Chocolate. It’s one of the most universally loved treats. Given as a gift, you can almost never go wrong. We know it as a finished good: melt-in-your-mouth goodness in the form of a bar, velvety and luscious in the form of fondue, or comforting and luxurious in the form of hot cocoa. But what is chocolate in its most raw form? 

It’s a cacao bean, pronounced CAH-COW. We also commonly refer to it as cocoa beans. Most chocolate companies, from small to large, start their production process from vats of chocolate already in its liquid form. They then mix it with varying amounts of milk and sugar and other tasty things (or not so natural things like preservatives) before solidifying the chocolate into molds with their logo. This separates the company from the lives of farmers who planted and nurtured the initial raw material that goes into chocolate.
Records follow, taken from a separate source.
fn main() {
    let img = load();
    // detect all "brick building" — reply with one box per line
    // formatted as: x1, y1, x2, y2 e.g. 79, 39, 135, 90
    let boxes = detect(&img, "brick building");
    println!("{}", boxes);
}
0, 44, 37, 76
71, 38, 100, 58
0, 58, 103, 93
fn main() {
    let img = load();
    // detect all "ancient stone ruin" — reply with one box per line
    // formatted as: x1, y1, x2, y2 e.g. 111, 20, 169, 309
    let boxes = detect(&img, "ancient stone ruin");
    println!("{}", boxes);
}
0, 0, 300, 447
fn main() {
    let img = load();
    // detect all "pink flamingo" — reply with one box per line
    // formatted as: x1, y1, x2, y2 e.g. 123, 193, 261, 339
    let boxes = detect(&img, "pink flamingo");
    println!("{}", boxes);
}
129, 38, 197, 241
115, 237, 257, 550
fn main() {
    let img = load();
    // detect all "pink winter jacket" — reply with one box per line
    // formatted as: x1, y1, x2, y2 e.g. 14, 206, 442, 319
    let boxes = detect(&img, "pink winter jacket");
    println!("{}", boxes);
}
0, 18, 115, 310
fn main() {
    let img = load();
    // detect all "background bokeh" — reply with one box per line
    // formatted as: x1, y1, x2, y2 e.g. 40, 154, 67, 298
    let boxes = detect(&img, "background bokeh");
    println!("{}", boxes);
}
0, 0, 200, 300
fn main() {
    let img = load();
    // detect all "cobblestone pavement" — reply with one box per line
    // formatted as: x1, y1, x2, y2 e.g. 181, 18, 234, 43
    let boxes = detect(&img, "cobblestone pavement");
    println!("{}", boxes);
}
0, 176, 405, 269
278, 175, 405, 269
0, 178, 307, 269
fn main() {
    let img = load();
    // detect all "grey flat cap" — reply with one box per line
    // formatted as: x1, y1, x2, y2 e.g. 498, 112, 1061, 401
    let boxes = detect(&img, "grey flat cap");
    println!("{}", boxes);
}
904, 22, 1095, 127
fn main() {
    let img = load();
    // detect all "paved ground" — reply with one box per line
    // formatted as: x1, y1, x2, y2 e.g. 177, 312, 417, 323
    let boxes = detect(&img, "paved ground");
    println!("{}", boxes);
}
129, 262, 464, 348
Theo Chocolate, however, is what they call a “bean-to-bar" company. Not only do they source their own cacao beans – ensuring they come from fair trade and organic sources – Theo crafts their chocolate in their own Seattle-based chocolate factory. (That’s right, Willy Wonka is no longer just a fictional story.) Theo invites visitors to take tours of their factory, which I have enjoyed 3 times now! Though there aren’t any oompa loompas present, I can share with you 3 things I was surprised to learn:

1. Chocolate in its purest form is bitter. This is why dark chocolate tends to have a higher chocolate content. Cacao nibs are broken pieces of cacao beans. 

2. Depending on the climate that the cacao bean is grown in, the taste varies – just like coffee beans, tea, and any other agricultural products. Theo sources from five different continents, ensuring the highest quality and ethics. With their commitment to transparency and premium pricing, they raise the bar for the entire chocolate industry.

3. Theo can make chocolate bars of all flavors as well as caramels all under the same roof. In order to make their confectionary chocolates, Theo has chocolate artists that spread liquid chocolate over a cold marble surface, crafting the design while it cools into a solid form. I’ve never been able to keep my eyes away from this process on the tour.

So this Valentine’s Day, if you’re looking to be a traditionalist with thoughtfulness, support Theo Chocolate and pick up a chocolate bar, confection set, box of caramels, or even a chocolate-making cookbook.